Current AI-VERDE Candidate Models
The following model IDs were reported as available for the current API key context on 2026-05-18. Availability can vary by course, team, quota, and provider changes, so confirm with the /models endpoint before assigning a role:
| Model ID | Candidate use |
|---|---|
nrp/glm-4.7 |
General specialist-agent evaluation |
nrp/glm-5 |
General specialist-agent evaluation |
nrp/kimi |
Literature triage, summaries, and long-context checks |
nrp/gemma |
Lightweight drafts and comparison tests |
nrp/qwen3 |
General specialist-agent evaluation |
nrp/qwen3-small |
Fast, low-risk smoke tests and simple routing checks |
nrp/minimax-m2 |
General specialist-agent evaluation |
nrp/gpt-oss |
Open-model comparison tests |
Meta-Llama-3.1-70B-Instruct-quantized |
Larger-model baseline comparisons |
llama-3.3-70b-instruct-quantized |
Larger-model baseline comparisons |
phi-4 |
Lightweight technical drafts and checks |
Llama-3.3-70B-Instruct-quantized |
Larger-model baseline comparisons |
phi-4-multimodal-instruct |
Multimodal experiments only when inputs and privacy are reviewed |
gemma-3-12b-it |
Lightweight drafts and comparison tests |
Llama-3.2-11B-Vision-Instruct |
Vision experiments only when images are appropriate to share |
esiil/GLM-4.7-Flash |
Fast ESIIL-context experiments and smoke tests |
js2/llama-4-scout |
Jetstream2-hosted model experiments |
js2/gpt-oss-120b |
Larger open-model comparison tests |
Do not treat this table as approval to use a model for sensitive claims or external actions.
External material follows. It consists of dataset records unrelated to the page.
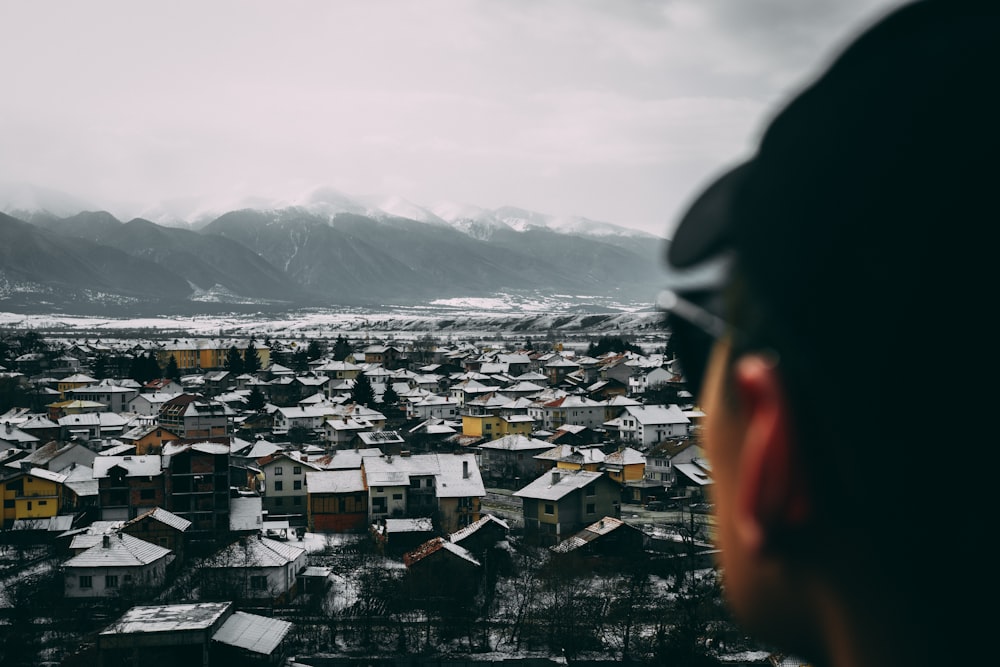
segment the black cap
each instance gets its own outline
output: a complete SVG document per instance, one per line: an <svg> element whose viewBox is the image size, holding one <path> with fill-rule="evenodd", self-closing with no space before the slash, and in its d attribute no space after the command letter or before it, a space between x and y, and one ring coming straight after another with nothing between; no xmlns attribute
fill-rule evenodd
<svg viewBox="0 0 1000 667"><path fill-rule="evenodd" d="M1000 160L998 12L926 0L868 29L695 200L668 280L728 252L779 307L884 297L951 248L942 232L972 233Z"/></svg>

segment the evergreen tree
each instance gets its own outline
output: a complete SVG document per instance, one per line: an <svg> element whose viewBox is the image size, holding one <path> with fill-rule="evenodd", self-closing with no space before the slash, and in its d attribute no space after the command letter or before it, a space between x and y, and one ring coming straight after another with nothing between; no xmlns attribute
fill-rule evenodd
<svg viewBox="0 0 1000 667"><path fill-rule="evenodd" d="M323 356L325 351L322 343L318 340L311 340L309 341L309 347L306 348L306 356L309 358L309 361L316 361Z"/></svg>
<svg viewBox="0 0 1000 667"><path fill-rule="evenodd" d="M385 384L385 391L382 392L382 404L395 405L396 403L399 403L399 394L392 388L392 383L387 382Z"/></svg>
<svg viewBox="0 0 1000 667"><path fill-rule="evenodd" d="M260 390L259 385L253 385L250 388L250 395L247 396L247 409L254 412L263 412L266 406L267 397L264 396L264 392Z"/></svg>
<svg viewBox="0 0 1000 667"><path fill-rule="evenodd" d="M164 375L174 382L181 381L181 369L177 365L177 357L170 355L170 360L167 362L167 370L164 371Z"/></svg>
<svg viewBox="0 0 1000 667"><path fill-rule="evenodd" d="M358 373L354 380L354 388L351 390L351 400L358 405L371 405L375 402L375 390L372 389L372 381L364 373Z"/></svg>
<svg viewBox="0 0 1000 667"><path fill-rule="evenodd" d="M224 366L225 369L233 375L239 375L243 372L243 355L240 354L239 348L235 345L230 347L229 351L226 353L226 362Z"/></svg>
<svg viewBox="0 0 1000 667"><path fill-rule="evenodd" d="M292 370L296 373L305 373L309 370L309 353L304 348L299 348L292 355Z"/></svg>
<svg viewBox="0 0 1000 667"><path fill-rule="evenodd" d="M108 355L97 355L97 358L94 359L94 366L90 372L94 375L95 380L103 380L108 377Z"/></svg>
<svg viewBox="0 0 1000 667"><path fill-rule="evenodd" d="M333 343L333 360L343 361L351 354L351 351L351 345L347 339L343 335L337 336L337 340Z"/></svg>
<svg viewBox="0 0 1000 667"><path fill-rule="evenodd" d="M260 355L257 353L257 346L251 337L247 343L246 352L243 353L243 370L251 375L260 370Z"/></svg>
It is an inventory for bounded experiments.
These variables are intentionally generic placeholders. They make the container ready for local experimentation, but they do not guarantee that OpenClaw has registered a provider. Provider registration should be added only after checking the installed OpenClaw version and documenting the exact provider name, model ID, validation command, and fallback route.
Evaluation Workflow
- Pick one bounded role and one bounded task.
- Run the task with the current reliable route.
- Run the same task with the open-model candidate.
- Compare evidence handling, citation behavior, role compliance, and uncertainty language.
- Record the result in
/workspace/agent_reports/model_evaluations.mdor/workspace/DECISIONS.md. - Promote the route only after human approval when the role is user-facing, Slack-facing, director-level, or involved in sensitive claims.
Scaling Pattern
The scalable unit is not "one key per agent." The scalable unit is a reviewed route assignment: role, provider, model, allowed task types, blocked actions, evaluation date, and fallback. That keeps the system reproducible as users add local keys, hosted endpoints, or future OpenClaw provider integrations.